A las once de la mañana anuncié que tenía que irme. Astiz estaba entusiasmado, hablando, y me pidió que me quedara diez minutos más. “Tengo que irme, tengo un almuerzo”, mentí.
—Todavía no hablamos de muchos temas, me advirtió.
Entonces comenzó un largo discurso contra Ragmar Hagein, en el que incluyó frases del tipo “es un buscavidas, todo el mundo lo conocía de la noche, nunca le importó la hija. Hacía dos años que no la veía cuando pasó todo”. Quise volver a los secuestros de las monjas francesas, y me interrumpió: “Después te cuento de las monjas, vamos a hablar de todo”.
—¿Usted lo conocía a Alfredo Scilingo?
—Lo veía cada tanto, pero no era nadie. Estaba en automotores. Siempre hizo lo mismo. Está buscando plata, como siempre. Es un personaje… ¿Vos sabés la cantidad de causas judiciales que tiene en contra, antes de esto? El siempre le hizo favores a la Coordinadora, y ellos le pagaban bien. Una vez me lo encontré en Bahía Blanca, caminando por la calle. Vos que sos de allá sabés, si caminás un poco por Alem te cruzás con todo el mundo. Estaba eufórico y me dijo que dejaba la Marina porque se iba a trabajar a la televisión. Parece que la Coordinadora quería competir con La Nueva Provincia, que los matan siempre, y puso un canal de cable. Pero al poco tiempo Alfonsín arregló algo con ellos y cerraron el canal. Entonces Scilingo se quedó sin laburo. Después estuvo metido en una historia de billetes duplicados….
—¿Billetes falsos?
—No, duplicados, se hacían en la Casa de la Moneda, también eran de la Coordinadora. Lo agarraron acá cerca, en Córdoba, en una esquina. Parece que tiró el portafolio que llevaba, se abrió y empezaron a volar los billetes, no sabés el quilombo que se armó. Y después, con esto de hablar o no, estuvo intentando extorsionar a la Armada, pidiendo plata para no contar.

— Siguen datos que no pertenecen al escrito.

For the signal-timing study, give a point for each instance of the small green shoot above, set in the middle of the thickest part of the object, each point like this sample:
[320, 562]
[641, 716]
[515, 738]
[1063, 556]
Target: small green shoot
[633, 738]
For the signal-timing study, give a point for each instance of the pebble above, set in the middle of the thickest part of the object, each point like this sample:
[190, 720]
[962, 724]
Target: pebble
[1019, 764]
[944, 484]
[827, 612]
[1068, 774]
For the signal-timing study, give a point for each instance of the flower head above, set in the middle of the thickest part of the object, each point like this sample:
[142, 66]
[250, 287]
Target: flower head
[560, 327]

El domingo pasado, tres días después de que saliera publicada la entrevista, el diario La Nación publicó que el abogado-amigo de Alfredo Astiz, Aberg Cobo, envió a la redacción un informe donde se detallaban las causas judiciales en las que habría estado involucrado Scilingo.

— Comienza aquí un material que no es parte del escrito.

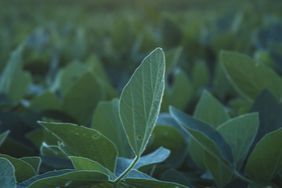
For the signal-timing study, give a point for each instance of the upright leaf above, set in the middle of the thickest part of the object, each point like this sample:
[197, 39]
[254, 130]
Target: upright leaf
[141, 98]
[79, 178]
[107, 121]
[249, 77]
[82, 163]
[265, 160]
[270, 111]
[82, 97]
[35, 162]
[240, 133]
[207, 137]
[155, 157]
[210, 110]
[84, 142]
[3, 136]
[7, 174]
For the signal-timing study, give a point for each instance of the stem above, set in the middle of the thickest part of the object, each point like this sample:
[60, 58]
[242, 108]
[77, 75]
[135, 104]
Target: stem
[126, 171]
[242, 177]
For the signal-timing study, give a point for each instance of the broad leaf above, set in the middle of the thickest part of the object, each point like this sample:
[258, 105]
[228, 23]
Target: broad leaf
[250, 77]
[210, 110]
[14, 81]
[81, 141]
[7, 174]
[207, 137]
[270, 111]
[82, 97]
[141, 98]
[81, 163]
[107, 121]
[155, 157]
[221, 172]
[240, 133]
[147, 183]
[79, 178]
[265, 161]
[35, 162]
[23, 170]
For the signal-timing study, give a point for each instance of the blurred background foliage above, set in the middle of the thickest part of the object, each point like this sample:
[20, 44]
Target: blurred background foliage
[59, 59]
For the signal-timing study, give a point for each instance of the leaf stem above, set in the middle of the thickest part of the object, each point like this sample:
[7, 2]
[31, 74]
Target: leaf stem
[126, 171]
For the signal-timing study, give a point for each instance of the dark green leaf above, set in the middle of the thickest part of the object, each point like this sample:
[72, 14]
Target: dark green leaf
[249, 77]
[3, 136]
[157, 156]
[207, 137]
[107, 121]
[74, 179]
[210, 110]
[270, 111]
[35, 162]
[14, 81]
[240, 133]
[265, 161]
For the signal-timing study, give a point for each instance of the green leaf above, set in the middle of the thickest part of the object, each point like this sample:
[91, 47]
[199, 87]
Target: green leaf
[82, 97]
[7, 174]
[81, 141]
[3, 136]
[79, 178]
[210, 110]
[148, 183]
[45, 101]
[107, 121]
[23, 170]
[249, 77]
[158, 156]
[140, 100]
[240, 133]
[14, 81]
[270, 110]
[207, 137]
[266, 158]
[82, 163]
[35, 162]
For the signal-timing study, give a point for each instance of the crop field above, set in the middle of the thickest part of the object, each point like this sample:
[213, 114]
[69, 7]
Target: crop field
[141, 94]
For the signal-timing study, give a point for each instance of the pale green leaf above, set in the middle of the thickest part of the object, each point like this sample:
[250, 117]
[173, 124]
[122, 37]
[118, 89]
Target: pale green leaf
[265, 161]
[240, 133]
[7, 174]
[81, 141]
[141, 98]
[107, 121]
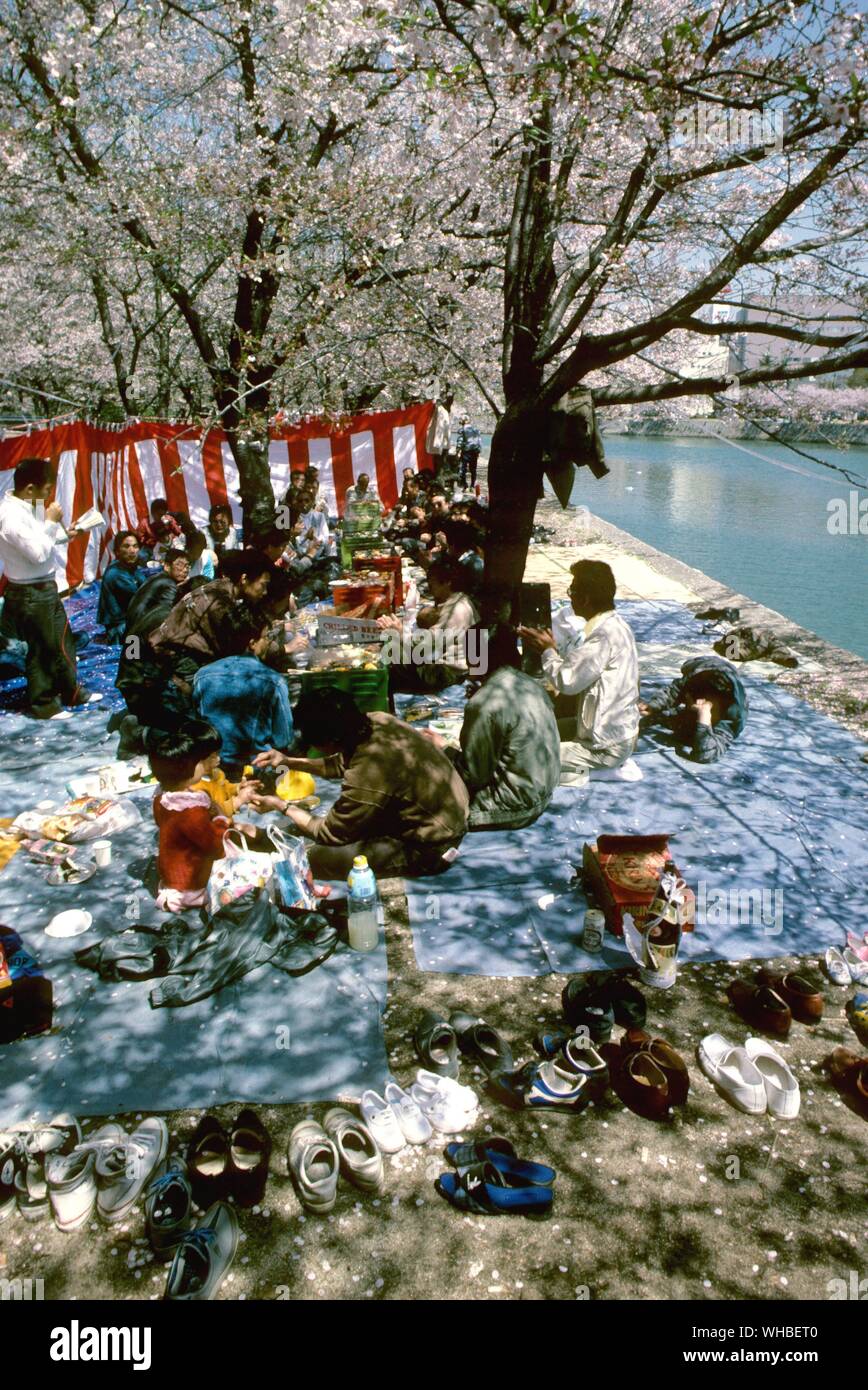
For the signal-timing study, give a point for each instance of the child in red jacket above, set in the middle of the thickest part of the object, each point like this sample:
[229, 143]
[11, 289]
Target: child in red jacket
[191, 836]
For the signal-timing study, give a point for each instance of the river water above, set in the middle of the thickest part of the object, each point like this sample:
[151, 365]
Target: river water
[758, 524]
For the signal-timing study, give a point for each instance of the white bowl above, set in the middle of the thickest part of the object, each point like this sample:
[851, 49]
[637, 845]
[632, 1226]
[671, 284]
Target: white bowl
[70, 923]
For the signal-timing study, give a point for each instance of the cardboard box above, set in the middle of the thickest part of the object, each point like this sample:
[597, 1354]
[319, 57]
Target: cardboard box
[622, 873]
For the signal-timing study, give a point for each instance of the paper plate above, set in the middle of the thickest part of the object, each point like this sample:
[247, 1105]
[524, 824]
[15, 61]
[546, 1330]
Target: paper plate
[70, 923]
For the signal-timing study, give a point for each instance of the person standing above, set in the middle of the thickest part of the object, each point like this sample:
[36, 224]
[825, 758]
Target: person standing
[32, 602]
[121, 580]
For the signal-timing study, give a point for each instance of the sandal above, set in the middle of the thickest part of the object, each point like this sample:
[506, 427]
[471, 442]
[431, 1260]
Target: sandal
[436, 1044]
[483, 1191]
[500, 1154]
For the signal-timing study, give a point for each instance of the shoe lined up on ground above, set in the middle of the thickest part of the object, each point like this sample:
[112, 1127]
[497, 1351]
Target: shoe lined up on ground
[228, 1164]
[394, 1119]
[502, 1187]
[447, 1105]
[753, 1077]
[849, 1073]
[845, 966]
[600, 1000]
[358, 1154]
[761, 1007]
[203, 1257]
[436, 1044]
[169, 1207]
[313, 1166]
[801, 995]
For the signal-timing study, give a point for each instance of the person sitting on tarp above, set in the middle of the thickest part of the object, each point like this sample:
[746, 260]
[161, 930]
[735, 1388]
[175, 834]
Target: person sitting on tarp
[220, 534]
[360, 491]
[120, 583]
[443, 658]
[152, 698]
[704, 709]
[160, 530]
[401, 801]
[509, 756]
[194, 631]
[245, 701]
[603, 670]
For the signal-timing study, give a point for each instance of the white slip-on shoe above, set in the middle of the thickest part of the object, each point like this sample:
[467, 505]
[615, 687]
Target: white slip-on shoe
[383, 1122]
[448, 1118]
[858, 969]
[313, 1166]
[781, 1086]
[124, 1169]
[415, 1126]
[71, 1189]
[733, 1073]
[836, 966]
[427, 1083]
[358, 1153]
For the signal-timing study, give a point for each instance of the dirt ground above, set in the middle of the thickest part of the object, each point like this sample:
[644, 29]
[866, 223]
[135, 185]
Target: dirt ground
[710, 1204]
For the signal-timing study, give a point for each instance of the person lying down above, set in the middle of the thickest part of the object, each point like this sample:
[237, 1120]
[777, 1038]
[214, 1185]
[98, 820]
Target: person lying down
[704, 709]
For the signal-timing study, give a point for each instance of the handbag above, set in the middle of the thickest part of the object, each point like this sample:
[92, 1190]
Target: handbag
[238, 872]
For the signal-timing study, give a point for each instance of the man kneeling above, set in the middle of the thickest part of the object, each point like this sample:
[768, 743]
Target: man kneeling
[603, 670]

Seguramente Astiz estaba repitiendo parte de ese informe.
—¿Usted está casado?
—No, nunca me casé. La Armada es mi vida, mi familia, mi hogar. Ahora, te digo, vos sos muy chica y no sabés lo que es New York City, pero en pleno 1978 a mí me preguntaban si prefería ir a la Esma o a New York City y yo contestaba que, obviamente, a New York City a bailar.

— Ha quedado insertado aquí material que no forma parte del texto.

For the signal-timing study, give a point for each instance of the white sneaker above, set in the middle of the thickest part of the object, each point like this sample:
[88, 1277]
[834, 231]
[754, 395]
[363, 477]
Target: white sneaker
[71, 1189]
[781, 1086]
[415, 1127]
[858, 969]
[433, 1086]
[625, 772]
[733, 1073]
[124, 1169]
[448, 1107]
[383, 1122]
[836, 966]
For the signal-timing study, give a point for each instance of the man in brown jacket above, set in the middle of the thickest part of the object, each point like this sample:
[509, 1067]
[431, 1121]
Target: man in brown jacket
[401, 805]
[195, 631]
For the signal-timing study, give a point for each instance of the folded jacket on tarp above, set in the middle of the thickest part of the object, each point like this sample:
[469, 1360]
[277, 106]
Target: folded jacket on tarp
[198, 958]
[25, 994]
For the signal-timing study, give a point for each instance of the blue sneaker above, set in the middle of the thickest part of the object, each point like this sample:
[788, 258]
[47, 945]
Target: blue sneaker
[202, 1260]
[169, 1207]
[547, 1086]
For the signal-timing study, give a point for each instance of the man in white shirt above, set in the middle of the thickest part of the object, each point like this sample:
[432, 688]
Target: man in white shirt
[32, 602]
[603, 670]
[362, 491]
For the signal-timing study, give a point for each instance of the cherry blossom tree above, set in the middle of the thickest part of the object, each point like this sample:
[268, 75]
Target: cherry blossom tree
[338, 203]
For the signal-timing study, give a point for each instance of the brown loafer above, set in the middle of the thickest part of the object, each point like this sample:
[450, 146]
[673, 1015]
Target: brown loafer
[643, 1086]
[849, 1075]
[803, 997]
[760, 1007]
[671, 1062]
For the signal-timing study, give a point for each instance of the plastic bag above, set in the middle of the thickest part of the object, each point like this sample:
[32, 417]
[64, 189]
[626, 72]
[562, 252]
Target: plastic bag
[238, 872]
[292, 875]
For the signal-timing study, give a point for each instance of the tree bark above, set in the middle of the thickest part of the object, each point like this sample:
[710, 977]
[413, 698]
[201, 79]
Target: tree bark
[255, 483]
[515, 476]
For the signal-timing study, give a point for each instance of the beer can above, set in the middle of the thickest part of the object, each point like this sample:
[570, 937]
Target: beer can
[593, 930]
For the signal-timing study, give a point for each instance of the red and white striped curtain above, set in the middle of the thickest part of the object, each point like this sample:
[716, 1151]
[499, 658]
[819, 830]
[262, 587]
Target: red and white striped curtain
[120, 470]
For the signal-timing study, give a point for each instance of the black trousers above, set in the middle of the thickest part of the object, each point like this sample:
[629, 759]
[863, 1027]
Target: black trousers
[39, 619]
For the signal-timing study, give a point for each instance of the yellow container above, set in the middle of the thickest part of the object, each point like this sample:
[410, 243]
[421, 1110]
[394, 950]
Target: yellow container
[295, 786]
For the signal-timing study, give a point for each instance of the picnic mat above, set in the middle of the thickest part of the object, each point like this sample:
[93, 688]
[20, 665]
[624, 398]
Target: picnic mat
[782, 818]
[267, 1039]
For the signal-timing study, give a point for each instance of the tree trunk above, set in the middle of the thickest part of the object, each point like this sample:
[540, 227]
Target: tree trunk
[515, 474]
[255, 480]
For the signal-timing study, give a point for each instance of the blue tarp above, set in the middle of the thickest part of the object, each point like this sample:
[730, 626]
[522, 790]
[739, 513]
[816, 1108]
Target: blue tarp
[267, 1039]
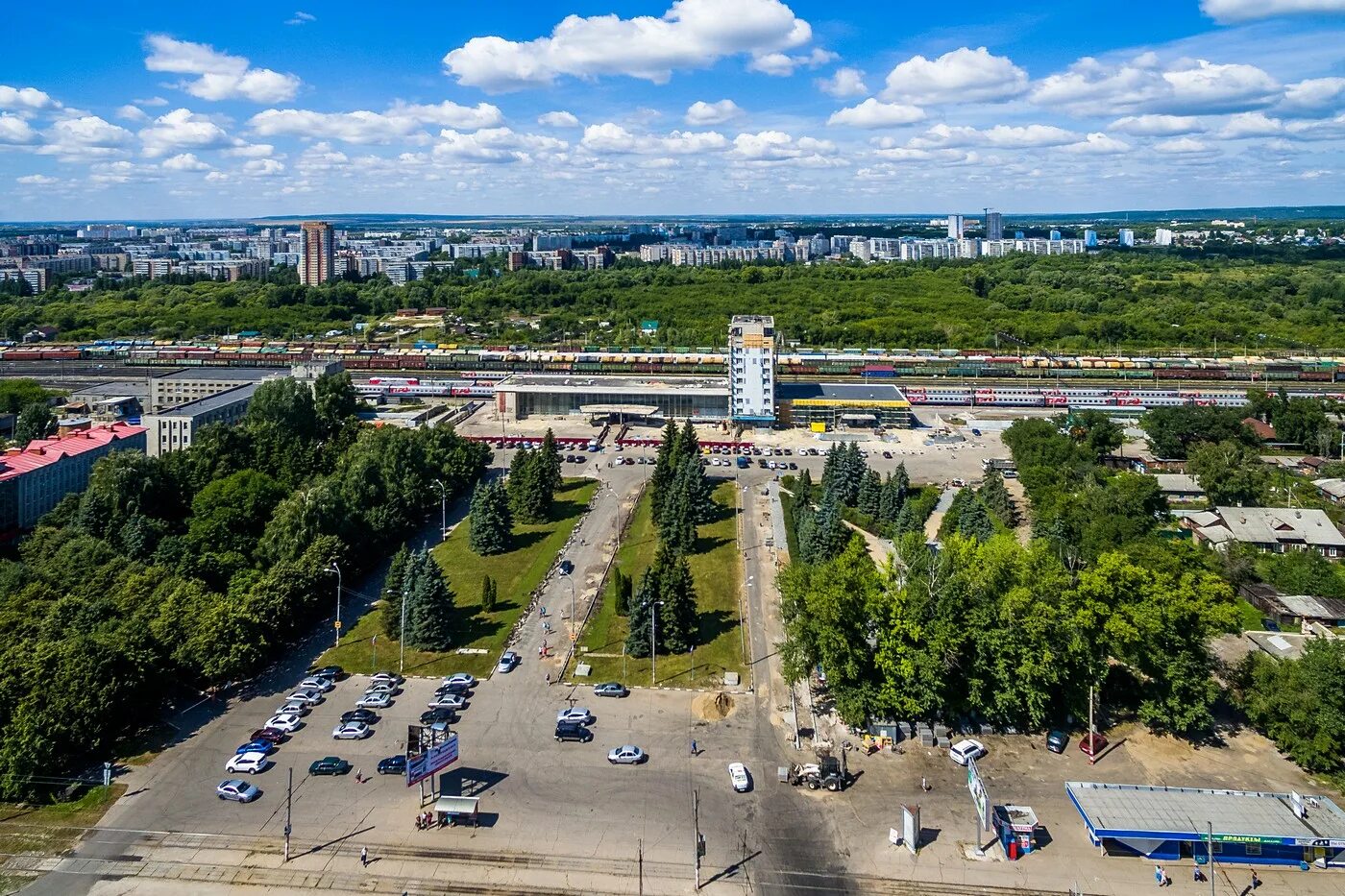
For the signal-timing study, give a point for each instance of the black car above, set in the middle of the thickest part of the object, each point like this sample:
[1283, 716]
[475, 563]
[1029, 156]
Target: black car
[392, 765]
[574, 731]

Me levanté para irme. Astiz me acompañó. Subimos la escalera, abrió la puerta de calle. Pensé que podría ver qué pasaba cuando se asomara a la vereda.
—Tengo que volver. No pagué el café. A ver si piensan que soy un ladrón—balbuceó, mientras se daba vuelta para volver a entrar, sin saludarme.
*Por Gabriela Cerruti para Nuestras Voces.